Кузярь поразился до немоты. Он встал, смущенно улыбнулся.

- Совсем? Как не был?

- На ватаги! Там рыбу-то ловят в море.

Он уныло свистнул, почесал затылок, потом вскинул голову и быстро пошел домой.

XLIII

И вот я опять на ногах: опять бегаю, махаю руками и даже на гумне помогаю сгребать солому и переворачивать снопы на току. Стояли прозрачные, теплые дни августа.

С гумна отчетливо видны были даже отдельные соломины на крышах ключовских изб и каждая доска тесовой обшивки почтовой станции. На огромном, заваленном копнами и соломой барском гумне бегали,по кругу две пары лошадей - это работала механическая молотилка. Раздвоенная шапка высокой сосны в ключовском бору казалась бархатной и печальной. Наши гумна тянулись в обе стороны сплошной грядой, с седыми половешками у прясла и большими копнами. Налево, очень далеко, мерцали холмистые поля, и там, в широкой лывине, тоже очень четко виднелись избы деревни Александровки, где жила тетка Машуха. На другой стороне, вдоль большой дороги на Пензу, полого поднимались желтые и черные поля, а за ними на горизонте и ближе темнел густой лес, а издали видно было, как трепетали листья осин. Пахло обмолоченной соломой и крапивой.
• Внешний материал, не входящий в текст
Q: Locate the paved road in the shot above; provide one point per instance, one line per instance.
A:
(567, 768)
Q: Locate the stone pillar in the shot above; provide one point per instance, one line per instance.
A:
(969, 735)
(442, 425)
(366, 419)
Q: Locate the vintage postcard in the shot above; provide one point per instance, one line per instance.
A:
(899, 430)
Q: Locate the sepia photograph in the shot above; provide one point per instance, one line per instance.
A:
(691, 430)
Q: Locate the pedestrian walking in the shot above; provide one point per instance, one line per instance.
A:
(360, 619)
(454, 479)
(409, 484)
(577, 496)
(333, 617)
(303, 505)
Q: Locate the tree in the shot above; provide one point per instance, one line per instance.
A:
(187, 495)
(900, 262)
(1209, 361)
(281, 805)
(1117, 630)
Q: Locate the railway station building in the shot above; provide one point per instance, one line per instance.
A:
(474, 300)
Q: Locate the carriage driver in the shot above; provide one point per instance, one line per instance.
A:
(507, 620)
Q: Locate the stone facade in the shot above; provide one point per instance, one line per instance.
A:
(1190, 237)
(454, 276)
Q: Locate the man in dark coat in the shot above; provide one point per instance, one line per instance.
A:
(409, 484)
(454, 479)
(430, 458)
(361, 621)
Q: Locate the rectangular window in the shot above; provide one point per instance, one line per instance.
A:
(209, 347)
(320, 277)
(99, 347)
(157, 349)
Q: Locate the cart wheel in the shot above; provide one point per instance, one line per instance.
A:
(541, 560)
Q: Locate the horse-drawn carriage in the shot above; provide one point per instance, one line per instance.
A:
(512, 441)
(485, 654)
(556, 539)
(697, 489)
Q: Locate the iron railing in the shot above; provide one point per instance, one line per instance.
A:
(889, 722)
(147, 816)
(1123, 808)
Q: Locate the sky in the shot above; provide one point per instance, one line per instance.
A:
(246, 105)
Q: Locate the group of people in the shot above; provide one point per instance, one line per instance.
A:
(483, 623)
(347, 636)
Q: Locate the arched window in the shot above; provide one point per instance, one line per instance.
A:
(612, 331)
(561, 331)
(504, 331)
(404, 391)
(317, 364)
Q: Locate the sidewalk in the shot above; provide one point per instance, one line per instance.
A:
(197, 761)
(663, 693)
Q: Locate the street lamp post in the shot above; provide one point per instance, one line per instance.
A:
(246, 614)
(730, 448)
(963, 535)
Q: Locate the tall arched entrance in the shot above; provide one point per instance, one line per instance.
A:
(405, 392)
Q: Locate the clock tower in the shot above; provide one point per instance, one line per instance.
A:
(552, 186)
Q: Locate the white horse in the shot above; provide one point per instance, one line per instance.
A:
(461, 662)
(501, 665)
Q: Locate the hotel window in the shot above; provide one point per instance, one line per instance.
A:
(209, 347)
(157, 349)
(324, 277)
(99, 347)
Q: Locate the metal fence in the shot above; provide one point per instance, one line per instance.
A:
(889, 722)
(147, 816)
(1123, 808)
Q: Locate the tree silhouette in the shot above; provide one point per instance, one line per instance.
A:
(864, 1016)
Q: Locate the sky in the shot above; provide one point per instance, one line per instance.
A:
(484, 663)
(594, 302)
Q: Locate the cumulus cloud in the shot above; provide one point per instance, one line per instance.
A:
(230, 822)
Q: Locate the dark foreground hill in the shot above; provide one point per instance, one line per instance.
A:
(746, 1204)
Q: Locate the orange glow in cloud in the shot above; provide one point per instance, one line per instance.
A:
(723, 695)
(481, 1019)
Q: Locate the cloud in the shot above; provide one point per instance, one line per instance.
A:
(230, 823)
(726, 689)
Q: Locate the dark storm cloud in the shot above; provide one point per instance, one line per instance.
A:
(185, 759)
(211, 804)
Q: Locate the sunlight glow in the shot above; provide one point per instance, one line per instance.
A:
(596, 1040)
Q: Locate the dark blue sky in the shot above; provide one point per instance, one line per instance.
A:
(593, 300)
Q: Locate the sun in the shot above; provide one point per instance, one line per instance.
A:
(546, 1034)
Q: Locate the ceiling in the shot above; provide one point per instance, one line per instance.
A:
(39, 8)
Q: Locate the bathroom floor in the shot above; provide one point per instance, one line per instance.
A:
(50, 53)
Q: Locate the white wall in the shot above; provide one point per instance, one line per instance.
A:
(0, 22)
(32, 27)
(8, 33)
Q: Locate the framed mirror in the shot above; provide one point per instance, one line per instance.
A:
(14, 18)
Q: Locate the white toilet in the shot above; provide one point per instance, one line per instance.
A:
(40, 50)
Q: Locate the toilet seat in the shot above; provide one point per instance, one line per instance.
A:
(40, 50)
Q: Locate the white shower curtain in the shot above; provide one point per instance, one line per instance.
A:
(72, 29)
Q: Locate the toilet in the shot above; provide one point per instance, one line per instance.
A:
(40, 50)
Всюду раздавалось глухое, ладное буханье цепов. Молотить цепами большое искусство: надо было учиться, приспосабливаться, сохранять музыкальный ритм, чтобы не ударить одновременно с другими и не нарушить плясового перебора. Нам, парнишкам, эта работа была недоступна, хотя мы всегда с завистью смотрели на красивую пляску цепов, на крылатый взлет молотил, на ритмическое колыхание тел и сосредоточенные лица.

После обеда отец деревянной лопатой веял зерно: черпал его из кучи и высоко бросал вверх. Мякина пылью отлетала в сторону, а зерно падало на чистый ток, рассыпаясь бисером. В это время Тит залезал на высокий омет, а Сыгней длинными рогатыми вилами брал целую охапку соломы и сильным взмахом кидал вверх. Тит подхватывал ее граблями и укладывал на омете.

Я любил эти золотые дни молотьбы. Вся деревня выходила на гумна, и вихри цепов легкокрыло порхали всюду между копнами. Везде рокотали глухие перестуки и певучий разговор цепов. Хорошо было идти по узенькой меже кудрявыми коноплями, вдыхать пряный их аромат и слушать неумолкаемое стрекотанье кузнечиков. Хорошо было смотреть на раздольные поля в ярких пятнах желтого жнивья, бледно-золотых овсов и черного пара и на далекие перелески, загадочные и задумчивые. Почему так беспокойно летают голуби и плачут пигалицы? И почему на душе так радостно и хочется улететь куда-то далеко, за эти поля, за перелески, в безвестные сказочные края?.. Каждый день я ходил через эти дремучие заросли конопли и-пел почемую одну песню, грустную песню взрослых:

Ах ты, поле мое, поле чистое, Приголубь ты меня, добра молодца...

Я чувствовал живую землю, родную и ласковую, я купглся в солнце и дышал небесной синью, - я просто жил и наслаждался тем, что живу. И сейчас, в седые годы, когда вспоминаю эти дни детской невинной радости, я храню их ь душе, как волшебный дар, который вспыхивал ярким светом в темные ночи моей жизни.